Permanent infertility is possible but not guaranteed after one year. The risk is significant, particularly if PID has developed. Early treatment after diagnosis can prevent further damage, though existing scar tissue may not fully reverse.
Does untreated gonorrhea cause permanent damage?
Yes, it can. Urethral stricture in men and tubal scarring in women are permanent structural changes caused by gonorrhea-related scar tissue. These complications are preventable with timely treatment but cannot always be fully reversed.
How do you know if an STI has spread internally?
Often you do not, which is precisely the danger.

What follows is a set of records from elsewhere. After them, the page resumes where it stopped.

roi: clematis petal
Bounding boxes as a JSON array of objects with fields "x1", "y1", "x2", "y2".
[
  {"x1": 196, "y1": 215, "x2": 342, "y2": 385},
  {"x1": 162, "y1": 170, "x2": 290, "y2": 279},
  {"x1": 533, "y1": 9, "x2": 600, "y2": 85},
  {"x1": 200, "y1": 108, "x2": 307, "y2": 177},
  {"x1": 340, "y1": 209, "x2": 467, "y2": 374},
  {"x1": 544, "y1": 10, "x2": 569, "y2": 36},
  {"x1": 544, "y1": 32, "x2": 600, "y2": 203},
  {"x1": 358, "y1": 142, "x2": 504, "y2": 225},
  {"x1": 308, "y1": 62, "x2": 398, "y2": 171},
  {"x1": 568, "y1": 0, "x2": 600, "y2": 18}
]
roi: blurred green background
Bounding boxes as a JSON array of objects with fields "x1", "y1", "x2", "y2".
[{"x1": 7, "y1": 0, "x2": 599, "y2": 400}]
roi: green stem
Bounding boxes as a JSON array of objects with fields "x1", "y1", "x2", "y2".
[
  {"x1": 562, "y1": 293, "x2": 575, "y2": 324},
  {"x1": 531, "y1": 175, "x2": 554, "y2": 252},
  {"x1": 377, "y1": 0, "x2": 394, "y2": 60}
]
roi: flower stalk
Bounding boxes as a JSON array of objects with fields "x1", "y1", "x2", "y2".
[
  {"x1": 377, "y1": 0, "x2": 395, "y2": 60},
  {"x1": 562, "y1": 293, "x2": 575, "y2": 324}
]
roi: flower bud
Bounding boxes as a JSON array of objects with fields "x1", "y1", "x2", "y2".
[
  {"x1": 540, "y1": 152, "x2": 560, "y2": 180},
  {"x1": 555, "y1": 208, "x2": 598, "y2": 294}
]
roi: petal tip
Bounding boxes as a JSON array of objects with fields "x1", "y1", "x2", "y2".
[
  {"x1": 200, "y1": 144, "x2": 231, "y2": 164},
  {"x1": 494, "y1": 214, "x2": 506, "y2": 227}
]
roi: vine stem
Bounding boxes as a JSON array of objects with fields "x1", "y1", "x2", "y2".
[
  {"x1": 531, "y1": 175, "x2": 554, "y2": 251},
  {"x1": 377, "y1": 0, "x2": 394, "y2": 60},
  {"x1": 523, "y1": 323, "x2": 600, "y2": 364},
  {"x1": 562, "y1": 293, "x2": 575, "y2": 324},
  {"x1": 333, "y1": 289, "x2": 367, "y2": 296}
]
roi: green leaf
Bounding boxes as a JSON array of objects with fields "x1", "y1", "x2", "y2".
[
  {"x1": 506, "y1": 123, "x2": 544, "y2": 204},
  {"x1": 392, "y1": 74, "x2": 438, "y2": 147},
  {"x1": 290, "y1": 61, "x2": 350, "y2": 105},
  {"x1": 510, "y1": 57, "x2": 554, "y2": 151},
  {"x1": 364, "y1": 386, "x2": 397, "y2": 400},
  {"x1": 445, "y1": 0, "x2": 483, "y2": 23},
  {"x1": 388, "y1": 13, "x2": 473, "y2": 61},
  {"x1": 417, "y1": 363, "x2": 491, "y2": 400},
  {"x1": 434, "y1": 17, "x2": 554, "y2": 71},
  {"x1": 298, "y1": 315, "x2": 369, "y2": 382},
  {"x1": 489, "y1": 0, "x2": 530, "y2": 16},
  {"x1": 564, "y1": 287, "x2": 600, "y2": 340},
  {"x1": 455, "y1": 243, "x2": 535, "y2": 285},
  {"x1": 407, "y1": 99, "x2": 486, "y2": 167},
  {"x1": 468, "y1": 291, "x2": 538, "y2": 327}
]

Pelvic pain, unusual discharge, painful urination, or systemic flu-like symptoms can indicate internal spread, but many cases remain asymptomatic. Only testing and medical evaluation can confirm internal involvement.
Can a year-old STI be cured?
Bacterial STIs chlamydia, gonorrhea, syphilis are still curable with antibiotics even after a year, though existing damage cannot always be reversed. Viral STIs like herpes and HIV are not curable but are highly manageable with medication.
Does untreated herpes get worse over time?
The frequency of outbreaks often decreases over time as the immune system adapts. However, asymptomatic viral shedding continues, meaning transmission risk to partners persists indefinitely without antiviral therapy.
What tests should I get after a year of not being tested?
A comprehensive panel typically includes chlamydia, gonorrhea, syphilis, HIV, hepatitis B and C, and herpes if indicated. For women, a Pap smear and HPV test are also recommended. Your provider at Sahara West Urgent Care can recommend the right panel based on your history.
Is STI testing in Las Vegas confidential?
Yes. At Sahara West Urgent Care, all testing is handled with full patient privacy. We do not share your results without your consent, and our team treats every patient with complete discretion.
Can I be treated for an STI on the same day I get tested?
For many bacterial STIs, yes. Once a positive result is confirmed, antibiotic treatment can often begin the same day at our Las Vegas clinic, reducing your total exposure time and lowering complication risk.